In three sentences or less, describe the barrel.
In three sentences or less, describe the mirror.
Where is the telephone?
Describe what happens.
Barrel - It's round - of course - and wooden, but it looks as if it has weathered decades of wear and tear. It is held together by iron hoops and bolts, but it doesn't appear to hold anything despite its obvious sturdiness.
Mirror - It's not a typical fairytale mirror with a gilded frame or a translucent face hovering in the glass. Instead, it is a worn panel of glass without a frame. Scratches cover the surface.
The telephone is at the far end of the room, next to the doorway that leads into the kitchen.
Yvonne impatiently paced up and down the length of the living room. It was wrong, and she was going to be held accountable. What do I do? she thought. She took a moment to stop and look at the barrel standing ominously in the corner of the room. Its simple existence implicated her, but she couldn't just get rid of it. That was impossible.
Suddenly, an idea hit her, and she practically ran to the phone and dialed frantically.
"Hello?" someone answered.
"Yes, it's Yvonne Hastings," she said. "I need the Master."
The person on the other end of the line paused. "The Master?"
"Yes, it's extremely important."
"Hold on one second, please." The line clicked over to a track of calming classical music, but seconds later the operator returned.
"I'm sorry, Miss - Hastings, was it?"
"Yes. Yvonne Hastings."
"Well, Miss Hastings, it seems that the Master is out right now, but if you -"
"I know for a fact that he's not out," Yvonne yelled, clutching the phone. "Did you tell him my name? He'd talk to me if you said my name. Yvonne Hastings."
With a sigh, the operator said, "Hold on for a second." More classical music played over the earpiece.
After a few moments of waiting, the phone clicked over again. "Yvonne?" It was the Master.
"Carl put it in a barrel, and it's just sitting in my living room. I can't handle it."
"Yvonne," he said calmly, "relax. Just take a minute to take a deep breath."
"I can't take a minute. I have to get it out of my house."
5 minutes up.
What on Earth did I just write? Not only that, but I completely left out the mirror. Ah, well. I guess that's what you get when you only give yourself 5 minutes to write an entire story arch.
I'll make myself feel better if I add an obligatory mirror picture.
There.
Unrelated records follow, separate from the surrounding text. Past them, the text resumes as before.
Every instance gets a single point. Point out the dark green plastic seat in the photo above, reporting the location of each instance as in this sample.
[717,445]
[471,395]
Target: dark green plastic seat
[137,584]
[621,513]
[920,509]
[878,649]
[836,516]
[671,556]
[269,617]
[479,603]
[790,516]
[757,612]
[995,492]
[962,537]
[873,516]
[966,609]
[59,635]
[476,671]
I feel better now. Crisis averted.
In other news, school started back today, but not really. 2 of my classes were canceled because my professor for both of those classes missed his flight back to Nashville from New York. It was pretty lovely.
Additionally, I have started to read Into the Wild by Jack Kerouac. I've read it before, but I have to read it once again for my English class, and I'm not exactly happy about it. I don't dislike the book. Truly. It's written excellently. I just get annoyed, though, because, while Chris McCandless's ideal is admirable. But the problem is that he seemed - to me, at least - to be entirely unprepared for what he planned to do in the Alaskan wilderness. He came off to me to be a little rich kid who was throwing a tantrum. I'm sure that's blasphemy to some of you, but the book did little more than annoy me.
Have any of you read Into the Wild? What did you think?
Well, it's time I headed off here. I hope you've all had a lovely Monday!
P.S. Work on the work-in-progress is dismal. I took a couple weeks off from it because I had reached a point where I just needed to remove myself, but now that I've returned to it... well, it's like I said: dismal. I'm just having a really hard time getting back into the swing of things. Hopefully if I just persevere through it I'll be able to push past this little sticky spot. What do you guys do to get momentum while writing?